On the other hand, members of the Leave campaign have argued that leaving the EU could allow the UK to drop some of its green targets, and that this could lower bills.

£500 million is the forecast cost from leaving the internal energy market

The EU’s “internal energy market” is used to, among other things, trade energy across borders.

In November Vivid Economics, which was commissioned by the electricity and gas system operator National Grid to assess the impact of Brexit on the energy sector, said:

“The impact of the UK being excluded from the IEM could be up to £0.5 bn per annum in the 2020s.
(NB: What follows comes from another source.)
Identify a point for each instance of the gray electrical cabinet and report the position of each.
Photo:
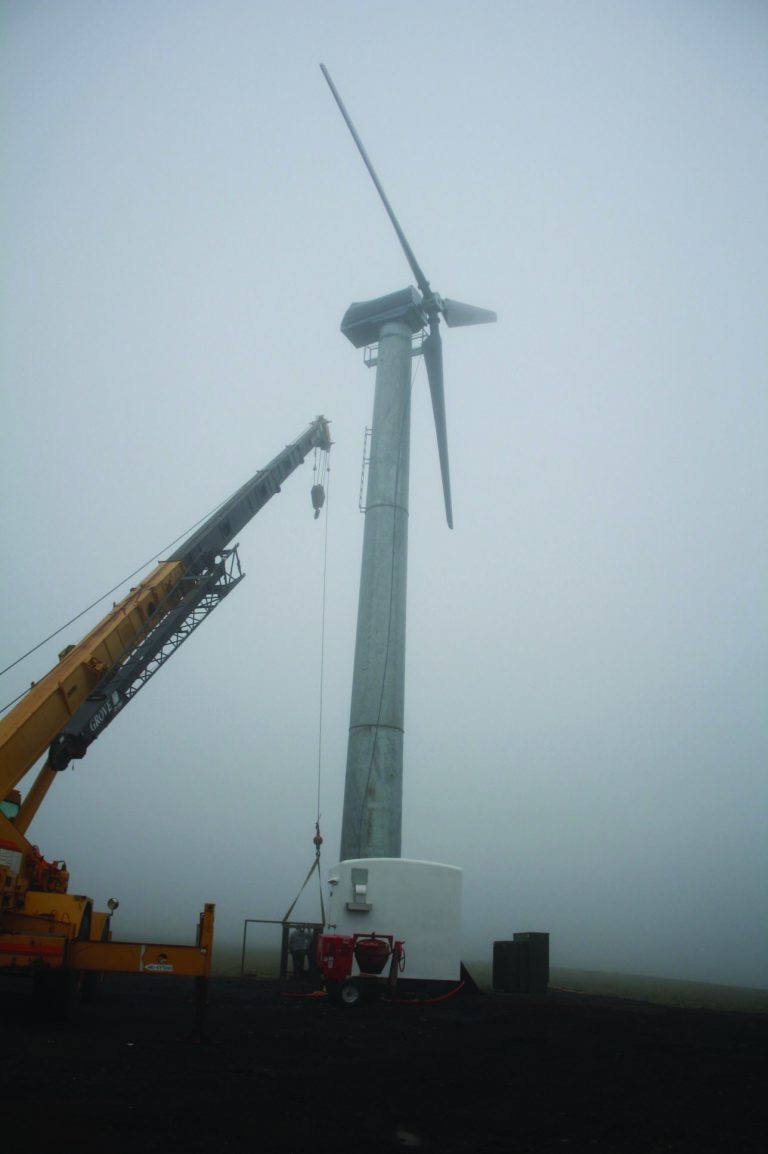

Most of these impacts could be effectively mitigated if the UK is allowed to remain in the IEM, although there would be a loss of influence over policy design which has not been quantified in this analysis.”

Most of that potential £500 million cost was to the electricity system, rather than gas. It said not being part of the internal market could reduce trading across borders and reduce investment in ‘interconnectors’, which allow the UK to access energy generated in other parts of Europe.

It was a tentative estimate, put together based on existing research. The economists said they hadn’t seen the underlying data behind all the estimates used.

A complicated business: the EU’s impact on bills is wider than the IEM

Vivid Economics doesn’t think Brexit’s biggest effect on the energy sector would be that estimated £500 million cost.

In a report released yesterday it said that higher investment costs are “the most significant Brexit risk to the energy sector.”

It said it thought energy investors might react to uncertainty around the UK’s position if the UK votes to leave by demanding higher returns on their investments. In other words, they’d want to be sure the energy could be sold at higher prices in order to offset their greater risks.

The report also said that changes to the exchange rate following an exit could push up prices—for example if the pound falls in value that would make importing equipment from overseas more expensive.

The Leave camp has said that bills could go down after a Brexit. One reason given is that freeing the UK from EU green energy targets would allow the UK to invest in cheaper fuel sources, reducing bills.

Leaving the EU wouldn’t automatically remove all of those targets. The UK has its own domestic targets on carbon emissions, for instance, which would still be in place unless MPs decided to abolish them.

The House of Commons Library has said that leaving the EU could affect the UK’s international climate commitments, which it currently negotiates as part of the EU.